When the case came to the greyhound authorities, the owners of the Greyhounds were banned for life. Yet the RSPCA never prosecuted. The only prosecution came from the local council for unlawful use of the land. When the Greyhound authorities pushed for the use of the static bolt pistol to be made unlawful who do you think fought the plan? Why the RSPCA of course, who use one to despatch deer and other large animals every day of the year.
Secondly, the recent story of young Greyhounds being sold for vivisection for £30. Is it disgraceful or are people simply hypocrites?
Personally, I would defend the right of any individual to abhor the use of animals in vivisection. But how many people who read that article are actually against the use of animals in research?
Most people I have asked reply something like – ‘yes it’s horrible - but I suppose it has to be done.’ The work is legal, and is carried out by vets. Maybe the scientists should stick to animals that we don’t get so emotional about. But ‘pigs for vivisection’ wouldn’t sell many newspapers.
In my thirty-some years in Greyhounds, I have never known a Greyhound be hung – unlike the Galgos, hung by Spanish gypsies.
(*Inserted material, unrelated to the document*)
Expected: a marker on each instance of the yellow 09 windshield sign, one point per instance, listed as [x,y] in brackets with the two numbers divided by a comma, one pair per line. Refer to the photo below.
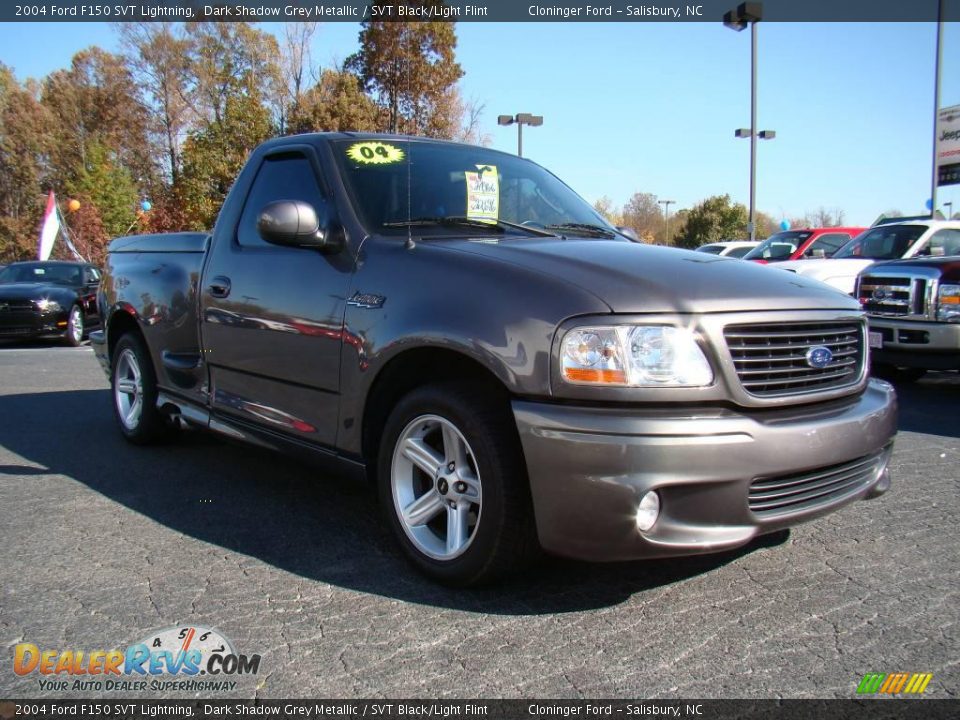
[374,153]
I have never known of a greyhound to be electrocuted or drowned.
I bet it has happened though. I don’t doubt that some evil person has carried out some dastardly deed to this gentlest of hounds.
You can be sure of one thing. If something so ghoulish occurs, and it is a greyhound, and not a cross breed, it will make the national papers. I have heard stories of mongrels being thrown from bridges, pups being left in re-cycling bins, and one case recently of a dog being found encased in concrete. You didn’t read about them though, because they weren’t exploited Greyhounds.